- 2 tablespoons vegetable oil or you can just use spray
- 3/4 cup diced white onion
- 3/4 cup diced celery
- 1/2 cup diced carrot
- 1/4 cup diced green bell pepper
- 2 tablespoons minced garlic
- 4 (15 ounce) cans black beans
- 3 cups chicken stock
- 2 tablespoons apple cider vinegar
- 2 teaspoons chili powder
- 1/2 teaspoon cumin
- 1/2 teaspoon salt
- 1 finely chopped jalapeno
Directions:
Prep Time: 15 mins
Total Time: 1 1/4 hr
Total Time: 1 1/4 hr
- Heat 2 tablespoons of oil in a large saucepan over medium/low heat.
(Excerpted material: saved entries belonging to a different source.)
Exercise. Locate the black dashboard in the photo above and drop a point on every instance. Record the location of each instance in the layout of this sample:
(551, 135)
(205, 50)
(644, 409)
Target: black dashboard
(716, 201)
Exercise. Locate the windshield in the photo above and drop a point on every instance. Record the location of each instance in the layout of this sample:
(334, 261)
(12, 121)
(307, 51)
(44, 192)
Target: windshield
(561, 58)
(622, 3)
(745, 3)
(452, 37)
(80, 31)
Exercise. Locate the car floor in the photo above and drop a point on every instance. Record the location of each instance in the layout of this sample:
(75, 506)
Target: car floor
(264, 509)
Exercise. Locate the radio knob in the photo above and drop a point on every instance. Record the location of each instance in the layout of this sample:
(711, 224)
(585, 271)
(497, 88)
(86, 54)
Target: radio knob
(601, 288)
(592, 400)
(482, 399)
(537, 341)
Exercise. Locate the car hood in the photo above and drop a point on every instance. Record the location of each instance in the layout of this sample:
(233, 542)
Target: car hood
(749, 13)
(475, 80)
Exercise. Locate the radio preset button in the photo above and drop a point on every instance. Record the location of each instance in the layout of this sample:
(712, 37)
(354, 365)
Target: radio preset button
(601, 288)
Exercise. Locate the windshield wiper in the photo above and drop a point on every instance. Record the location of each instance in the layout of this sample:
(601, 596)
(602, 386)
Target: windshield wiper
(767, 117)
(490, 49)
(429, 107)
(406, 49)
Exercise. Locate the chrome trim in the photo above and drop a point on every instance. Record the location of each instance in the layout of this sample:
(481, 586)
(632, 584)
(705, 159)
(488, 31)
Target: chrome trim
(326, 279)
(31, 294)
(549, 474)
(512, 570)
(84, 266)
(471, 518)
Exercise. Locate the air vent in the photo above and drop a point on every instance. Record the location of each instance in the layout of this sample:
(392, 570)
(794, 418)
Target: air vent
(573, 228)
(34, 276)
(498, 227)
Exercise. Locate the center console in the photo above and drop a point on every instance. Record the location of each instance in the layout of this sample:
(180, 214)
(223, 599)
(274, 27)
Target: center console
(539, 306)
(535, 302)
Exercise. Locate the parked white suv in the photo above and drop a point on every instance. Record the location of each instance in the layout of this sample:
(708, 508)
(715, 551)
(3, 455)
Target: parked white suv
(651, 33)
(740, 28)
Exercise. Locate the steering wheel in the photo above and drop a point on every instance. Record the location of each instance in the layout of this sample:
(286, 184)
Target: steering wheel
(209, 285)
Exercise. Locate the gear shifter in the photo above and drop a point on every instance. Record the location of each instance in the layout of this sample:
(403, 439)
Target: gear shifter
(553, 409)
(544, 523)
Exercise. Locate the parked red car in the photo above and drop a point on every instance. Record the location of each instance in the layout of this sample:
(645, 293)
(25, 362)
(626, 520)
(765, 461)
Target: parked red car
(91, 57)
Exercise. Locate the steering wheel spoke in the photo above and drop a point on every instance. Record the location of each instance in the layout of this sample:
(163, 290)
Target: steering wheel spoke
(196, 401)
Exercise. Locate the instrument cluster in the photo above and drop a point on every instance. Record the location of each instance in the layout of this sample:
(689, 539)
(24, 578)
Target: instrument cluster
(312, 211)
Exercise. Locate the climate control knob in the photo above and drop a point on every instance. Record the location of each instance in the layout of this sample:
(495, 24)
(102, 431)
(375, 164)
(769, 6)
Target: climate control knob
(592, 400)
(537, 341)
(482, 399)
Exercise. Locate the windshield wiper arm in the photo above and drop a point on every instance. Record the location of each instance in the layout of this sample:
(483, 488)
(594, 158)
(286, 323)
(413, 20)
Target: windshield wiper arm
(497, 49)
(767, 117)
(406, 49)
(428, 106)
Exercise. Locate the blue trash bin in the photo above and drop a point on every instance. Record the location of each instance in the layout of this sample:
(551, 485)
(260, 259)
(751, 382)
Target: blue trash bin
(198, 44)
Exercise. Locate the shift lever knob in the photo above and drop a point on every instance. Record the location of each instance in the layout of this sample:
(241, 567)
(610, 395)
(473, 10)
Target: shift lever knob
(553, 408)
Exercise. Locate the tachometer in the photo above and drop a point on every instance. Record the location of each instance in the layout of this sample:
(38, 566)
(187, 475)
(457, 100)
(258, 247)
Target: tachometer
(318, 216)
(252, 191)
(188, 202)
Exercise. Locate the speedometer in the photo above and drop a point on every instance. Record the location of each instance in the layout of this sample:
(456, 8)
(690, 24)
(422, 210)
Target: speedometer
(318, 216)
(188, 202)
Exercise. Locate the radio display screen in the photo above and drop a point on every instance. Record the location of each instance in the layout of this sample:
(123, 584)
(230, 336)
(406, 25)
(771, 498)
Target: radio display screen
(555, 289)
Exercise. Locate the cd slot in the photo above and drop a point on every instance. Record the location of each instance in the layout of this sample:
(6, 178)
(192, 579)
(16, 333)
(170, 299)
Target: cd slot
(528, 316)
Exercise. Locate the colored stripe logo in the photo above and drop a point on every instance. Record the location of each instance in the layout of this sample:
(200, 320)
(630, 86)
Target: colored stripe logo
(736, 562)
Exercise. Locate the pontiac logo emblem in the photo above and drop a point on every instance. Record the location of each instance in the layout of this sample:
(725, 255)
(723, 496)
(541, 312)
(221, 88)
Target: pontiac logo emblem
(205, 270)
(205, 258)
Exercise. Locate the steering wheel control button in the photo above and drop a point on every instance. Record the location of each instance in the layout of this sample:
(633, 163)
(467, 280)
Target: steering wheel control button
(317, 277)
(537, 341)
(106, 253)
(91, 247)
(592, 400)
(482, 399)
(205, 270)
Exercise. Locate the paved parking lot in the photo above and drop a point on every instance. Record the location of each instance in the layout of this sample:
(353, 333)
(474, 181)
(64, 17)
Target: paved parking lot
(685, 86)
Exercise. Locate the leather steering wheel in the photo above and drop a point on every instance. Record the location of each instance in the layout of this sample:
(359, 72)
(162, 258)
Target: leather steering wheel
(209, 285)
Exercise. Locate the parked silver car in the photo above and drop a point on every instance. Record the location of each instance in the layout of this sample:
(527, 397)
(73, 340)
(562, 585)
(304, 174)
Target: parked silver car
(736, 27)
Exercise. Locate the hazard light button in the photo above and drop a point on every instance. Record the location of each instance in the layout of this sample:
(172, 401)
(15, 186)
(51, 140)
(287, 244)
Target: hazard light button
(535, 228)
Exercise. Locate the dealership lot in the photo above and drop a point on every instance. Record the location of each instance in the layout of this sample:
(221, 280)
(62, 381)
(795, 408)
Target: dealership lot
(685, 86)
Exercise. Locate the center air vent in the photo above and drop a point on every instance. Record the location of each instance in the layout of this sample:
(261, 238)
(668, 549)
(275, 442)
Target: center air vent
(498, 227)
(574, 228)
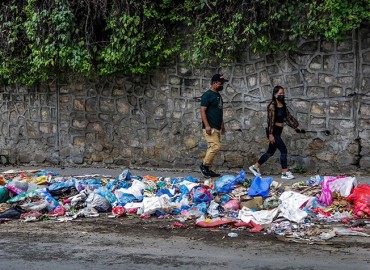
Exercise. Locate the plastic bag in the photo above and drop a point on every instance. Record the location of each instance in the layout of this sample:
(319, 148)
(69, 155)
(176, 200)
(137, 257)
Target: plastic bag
(98, 202)
(331, 184)
(4, 195)
(360, 197)
(226, 183)
(201, 194)
(260, 186)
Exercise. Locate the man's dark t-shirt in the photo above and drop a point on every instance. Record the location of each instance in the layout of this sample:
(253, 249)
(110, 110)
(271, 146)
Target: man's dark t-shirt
(214, 103)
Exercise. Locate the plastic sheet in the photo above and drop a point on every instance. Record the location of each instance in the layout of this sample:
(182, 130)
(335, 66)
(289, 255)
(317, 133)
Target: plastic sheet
(260, 186)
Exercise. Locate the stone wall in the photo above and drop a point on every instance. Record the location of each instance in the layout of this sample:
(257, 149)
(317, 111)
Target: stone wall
(155, 121)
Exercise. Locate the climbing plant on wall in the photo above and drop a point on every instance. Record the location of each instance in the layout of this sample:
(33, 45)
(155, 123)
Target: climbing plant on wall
(42, 39)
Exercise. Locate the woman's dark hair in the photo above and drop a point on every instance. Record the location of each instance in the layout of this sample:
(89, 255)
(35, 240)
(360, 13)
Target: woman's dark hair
(275, 90)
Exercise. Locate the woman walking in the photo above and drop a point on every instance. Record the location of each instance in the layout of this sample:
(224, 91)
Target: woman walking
(277, 115)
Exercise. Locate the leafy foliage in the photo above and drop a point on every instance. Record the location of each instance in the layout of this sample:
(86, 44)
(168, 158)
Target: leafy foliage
(42, 39)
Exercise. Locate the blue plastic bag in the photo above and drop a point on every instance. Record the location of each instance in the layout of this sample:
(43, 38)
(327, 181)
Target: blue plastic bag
(226, 183)
(202, 195)
(260, 186)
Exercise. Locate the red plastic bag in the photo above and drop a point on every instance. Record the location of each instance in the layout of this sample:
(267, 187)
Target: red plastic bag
(360, 197)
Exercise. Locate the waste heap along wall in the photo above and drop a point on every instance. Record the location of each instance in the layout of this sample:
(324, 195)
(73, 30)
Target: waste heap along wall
(154, 120)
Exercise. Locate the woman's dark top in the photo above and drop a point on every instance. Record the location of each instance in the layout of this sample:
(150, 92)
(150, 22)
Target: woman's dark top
(279, 115)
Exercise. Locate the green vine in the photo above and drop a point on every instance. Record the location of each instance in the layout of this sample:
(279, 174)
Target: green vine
(42, 39)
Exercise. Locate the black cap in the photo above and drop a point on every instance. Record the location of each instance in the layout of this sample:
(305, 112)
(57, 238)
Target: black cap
(218, 78)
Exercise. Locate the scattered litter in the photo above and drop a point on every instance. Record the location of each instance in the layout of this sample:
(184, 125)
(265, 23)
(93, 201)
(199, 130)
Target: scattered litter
(312, 211)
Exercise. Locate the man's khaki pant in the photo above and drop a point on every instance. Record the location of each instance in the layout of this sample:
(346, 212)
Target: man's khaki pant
(213, 146)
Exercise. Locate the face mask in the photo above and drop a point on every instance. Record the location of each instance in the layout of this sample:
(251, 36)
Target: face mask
(280, 98)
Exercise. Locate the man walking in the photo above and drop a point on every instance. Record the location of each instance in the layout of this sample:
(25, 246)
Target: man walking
(211, 111)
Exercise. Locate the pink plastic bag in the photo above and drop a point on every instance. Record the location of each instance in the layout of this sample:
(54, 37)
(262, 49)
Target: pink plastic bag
(326, 198)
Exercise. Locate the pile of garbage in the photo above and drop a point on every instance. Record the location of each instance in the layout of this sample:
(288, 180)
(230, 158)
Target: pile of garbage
(315, 210)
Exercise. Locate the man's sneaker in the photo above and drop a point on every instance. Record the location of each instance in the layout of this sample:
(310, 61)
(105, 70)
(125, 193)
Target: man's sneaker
(287, 175)
(255, 171)
(213, 174)
(205, 171)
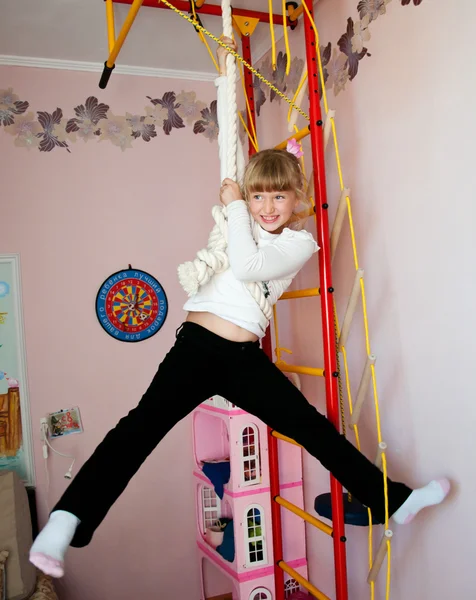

- Add onion, celery, carrot, bell pepper, and garlic to the oil and simmer slowly (or"sweat" as it's called), for 15 minutes or until the onions are practically clear.
- Keep the heat low enough that the veggies don't brown and be careful not to burn the garlic or it will be bitter.
- While you cook the veggies, pour the canned beans into a strainer and rinse them under cold water.
- Add the beans, jalapeno and chicken stock together in either a crockpot or large soup pot
- When the veggies are ready, pour them and every other ingredient in the list to the pot/crockpot
- Bring mixture to a boil, then reduce heat and simmer uncovered for 50 to 60 minutes or until soup has thickened and all the ingredients are tender. Or if in a crockpot cook on low for 3-6hrs or high for 2-4hrs.
- When everything has cooked together,you can eat as is or for a richer heartier soup use either an immersion blender, a regular blender or food processor to puree everything together. (This is our favorite way)!